Not that they let their laughter show. That would be in poor taste. They manage to keep a straight face by sublimating their amusement into moral indignation directed at -- you guessed it -- those who teach that the right path is abstinence and marital fidelity. Not all progressives go so far as those who claim that AIDS victims were murdered by the Pope, but nearly all work up a good head of self-righteous huffiness in pretending to believe that Vatican intransigence is the irresponsible position and that HIV-related deaths prove their case. It's undeniable that if the Catholic teaching were put into practice there would be zero AIDS deaths. But prosperous Western liberals are not about to tear up the fabric of their own lives by admitting the claims of sexual integrity: chastity, temperance, and (sometimes heroic) renunciation. That's why the Third World AIDS casualties are such a welcome distraction. The dead and dying give libs permission to make believe that condoms need to be demystified and destigmatized, and that entails declaring innocent -- or even noble -- the sexual lifestyle in which condoms are instrumental.

Next time someone tries to brow-beat you by suggesting you're insufficiently attentive to AIDS and the role played by latex devices in its containment, consider what kind of seriousness is behind Condom Couture, and ask yourself what he stands to lose and what he stands to gain in the conflict.
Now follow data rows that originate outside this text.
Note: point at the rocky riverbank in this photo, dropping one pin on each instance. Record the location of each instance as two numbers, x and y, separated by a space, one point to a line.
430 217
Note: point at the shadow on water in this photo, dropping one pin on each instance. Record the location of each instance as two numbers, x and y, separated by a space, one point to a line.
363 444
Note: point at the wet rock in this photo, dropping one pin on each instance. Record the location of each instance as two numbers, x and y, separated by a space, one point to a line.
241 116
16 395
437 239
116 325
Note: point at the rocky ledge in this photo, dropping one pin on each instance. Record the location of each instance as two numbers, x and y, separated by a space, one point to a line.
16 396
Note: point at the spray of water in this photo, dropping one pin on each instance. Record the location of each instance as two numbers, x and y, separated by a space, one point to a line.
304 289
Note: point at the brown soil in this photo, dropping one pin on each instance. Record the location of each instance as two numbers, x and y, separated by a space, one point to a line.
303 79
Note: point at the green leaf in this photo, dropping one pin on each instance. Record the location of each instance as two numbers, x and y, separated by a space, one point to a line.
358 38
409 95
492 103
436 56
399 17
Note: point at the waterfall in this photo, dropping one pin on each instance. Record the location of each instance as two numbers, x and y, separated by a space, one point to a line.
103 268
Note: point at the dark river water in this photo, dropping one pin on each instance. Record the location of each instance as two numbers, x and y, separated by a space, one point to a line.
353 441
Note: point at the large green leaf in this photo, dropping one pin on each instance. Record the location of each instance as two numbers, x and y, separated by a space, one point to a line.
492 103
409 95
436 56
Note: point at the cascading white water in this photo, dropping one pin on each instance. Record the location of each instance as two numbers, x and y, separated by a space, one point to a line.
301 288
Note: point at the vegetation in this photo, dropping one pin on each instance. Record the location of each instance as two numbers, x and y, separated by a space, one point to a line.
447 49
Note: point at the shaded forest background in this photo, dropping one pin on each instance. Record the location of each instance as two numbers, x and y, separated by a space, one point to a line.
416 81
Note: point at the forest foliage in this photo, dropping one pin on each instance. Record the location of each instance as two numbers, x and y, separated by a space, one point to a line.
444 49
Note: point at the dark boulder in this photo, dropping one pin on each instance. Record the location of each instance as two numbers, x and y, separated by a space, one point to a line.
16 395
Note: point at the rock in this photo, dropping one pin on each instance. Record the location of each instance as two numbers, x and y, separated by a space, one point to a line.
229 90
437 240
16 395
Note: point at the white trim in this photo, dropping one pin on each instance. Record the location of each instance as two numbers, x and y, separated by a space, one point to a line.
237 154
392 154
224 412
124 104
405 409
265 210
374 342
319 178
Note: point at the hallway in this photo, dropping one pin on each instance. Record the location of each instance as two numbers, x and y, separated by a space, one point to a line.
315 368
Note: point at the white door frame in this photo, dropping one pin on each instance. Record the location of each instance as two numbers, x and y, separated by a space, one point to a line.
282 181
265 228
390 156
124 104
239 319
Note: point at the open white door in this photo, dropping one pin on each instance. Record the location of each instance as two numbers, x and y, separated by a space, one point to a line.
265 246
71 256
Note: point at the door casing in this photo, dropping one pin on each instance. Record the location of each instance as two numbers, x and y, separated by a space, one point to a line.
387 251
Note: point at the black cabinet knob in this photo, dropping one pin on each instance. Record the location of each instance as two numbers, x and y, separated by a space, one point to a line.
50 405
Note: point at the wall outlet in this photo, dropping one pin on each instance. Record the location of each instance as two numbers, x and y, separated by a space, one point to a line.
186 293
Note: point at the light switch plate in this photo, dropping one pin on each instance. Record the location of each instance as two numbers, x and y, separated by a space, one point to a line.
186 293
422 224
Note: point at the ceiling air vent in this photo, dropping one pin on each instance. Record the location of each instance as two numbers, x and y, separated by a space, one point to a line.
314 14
Who, after all, remains behind on the ground in Lesotho or Kampala, when the news crews and the documentary film-makers have departed, to feed the victims and change their soiled bed-linens and raise their children? The Flaggots Color Guard and the UCLA Department of Fine Arts? No, but the Missionaries of Charity and similar organizations: earnest, sober dispensers of unflashy kindness. Simple folks. Folks who just can't see the fun. Folks who will probably never Dress Up Against AIDS.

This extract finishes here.